The thing that I keep coming back to with the Office 365 and M 365 copilot pricing is the additive cost on top of an E five. So if you're just looking at retail pricing in the, in the us so an Office 365 E five is what? 37 30 $8? Like it's not too bad. It's reasonable office. Yes. Office not Microsoft. Yeah. Great. So, so it comes with everything you need, right? It comes with SharePoint and OneDrive for business and you get Exchange and Outlook and all the desktop apps and,
and all the things you throw copilot on top of that. Like, sorry, but $30 per user per month, that's 79% of the cost of my base license. Like is it worth 79% of my cost to go and license a copilot for somebody? Like, I don't know, like that feels like a lot to me. And then even if you go up to the Microsoft 365 E five, which is 57 per user per month, you are still greater than 50%. You're like 52, 50 3% of the cost. It's just like an insane number for me to wrap my head around.

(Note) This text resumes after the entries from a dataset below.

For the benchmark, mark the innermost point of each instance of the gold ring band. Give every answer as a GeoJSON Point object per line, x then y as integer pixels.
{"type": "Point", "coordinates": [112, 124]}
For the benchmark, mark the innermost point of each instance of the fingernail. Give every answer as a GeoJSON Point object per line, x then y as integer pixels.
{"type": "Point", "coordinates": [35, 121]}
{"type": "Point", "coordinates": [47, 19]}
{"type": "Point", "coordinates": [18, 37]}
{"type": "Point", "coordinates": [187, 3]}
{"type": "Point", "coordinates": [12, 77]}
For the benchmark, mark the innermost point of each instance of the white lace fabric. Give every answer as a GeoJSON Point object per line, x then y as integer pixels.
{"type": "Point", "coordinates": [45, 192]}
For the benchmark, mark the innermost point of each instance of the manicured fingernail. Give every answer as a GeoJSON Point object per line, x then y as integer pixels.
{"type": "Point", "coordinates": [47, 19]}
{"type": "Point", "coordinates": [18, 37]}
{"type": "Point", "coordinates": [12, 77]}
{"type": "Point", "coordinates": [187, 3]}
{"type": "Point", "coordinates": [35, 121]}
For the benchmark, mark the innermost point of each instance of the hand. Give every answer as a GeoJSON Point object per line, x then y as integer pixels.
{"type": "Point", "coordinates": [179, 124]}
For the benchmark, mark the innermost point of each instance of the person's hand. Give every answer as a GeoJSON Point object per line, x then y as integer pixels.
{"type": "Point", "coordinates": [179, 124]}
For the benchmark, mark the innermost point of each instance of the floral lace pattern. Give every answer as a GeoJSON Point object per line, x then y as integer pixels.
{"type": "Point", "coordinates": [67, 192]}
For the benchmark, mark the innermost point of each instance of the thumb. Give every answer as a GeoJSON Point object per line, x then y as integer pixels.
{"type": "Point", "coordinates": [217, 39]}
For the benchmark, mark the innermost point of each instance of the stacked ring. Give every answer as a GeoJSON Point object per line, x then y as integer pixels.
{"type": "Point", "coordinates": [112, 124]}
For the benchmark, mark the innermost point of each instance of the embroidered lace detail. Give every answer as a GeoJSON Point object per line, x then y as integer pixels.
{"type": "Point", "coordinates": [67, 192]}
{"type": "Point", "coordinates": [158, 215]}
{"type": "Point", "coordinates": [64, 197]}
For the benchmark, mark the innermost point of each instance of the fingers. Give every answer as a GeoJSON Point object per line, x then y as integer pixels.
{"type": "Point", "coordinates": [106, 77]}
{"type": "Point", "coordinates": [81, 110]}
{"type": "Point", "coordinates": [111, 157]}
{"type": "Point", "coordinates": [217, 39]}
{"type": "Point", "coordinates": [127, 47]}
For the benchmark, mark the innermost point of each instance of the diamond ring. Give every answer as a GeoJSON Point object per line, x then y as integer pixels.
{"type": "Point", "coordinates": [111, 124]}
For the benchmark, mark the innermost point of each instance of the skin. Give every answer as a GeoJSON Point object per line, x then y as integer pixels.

Like I keep wondering like, am I gonna get 53% of the value out of that thing? Like I have to be using it not just every day. I have to be using it all the time. and I, like, I've really gotta be leaning into it heavily. And I don't know that's the part that I'm really having trouble like rationalizing, like I keep putting on like my finance hat and like, okay great, I've gotta go explain to my leadership like why this is valuable, why we should get it.
Like here's all like the whizzbang things and sometimes like they make it easy, right? Like I, I could make a huge argument for backup kind of regardless of the cost 'cause it's an important thing. Are copilots important? I don't know. And then like, is the value there like D B D I really gotta see it and it's gotta be one of those like just magical experiences. Like it's gotta be way better than like demoware, vaporware,
like whatever we've seen so far. Like if, if that's the experience that Microsoft wants us to have, like that better be the experience and then some, and then maybe it's worth it. I think that's going to be the big selling point. 'cause to your point playing a little bit of, I guess maybe the devil's advocate here is Microsoft 365, E three, E five.
It is a lot compared to those for what you get. Like you said, I mean E fives, you're getting power bi, you get audio conferencing, you get SharePoint exchange teams, you get all the security features, you get all the extra logging. There's a lot of stuff in an E five and for this to be an additional 30 on top of it. Do you get that?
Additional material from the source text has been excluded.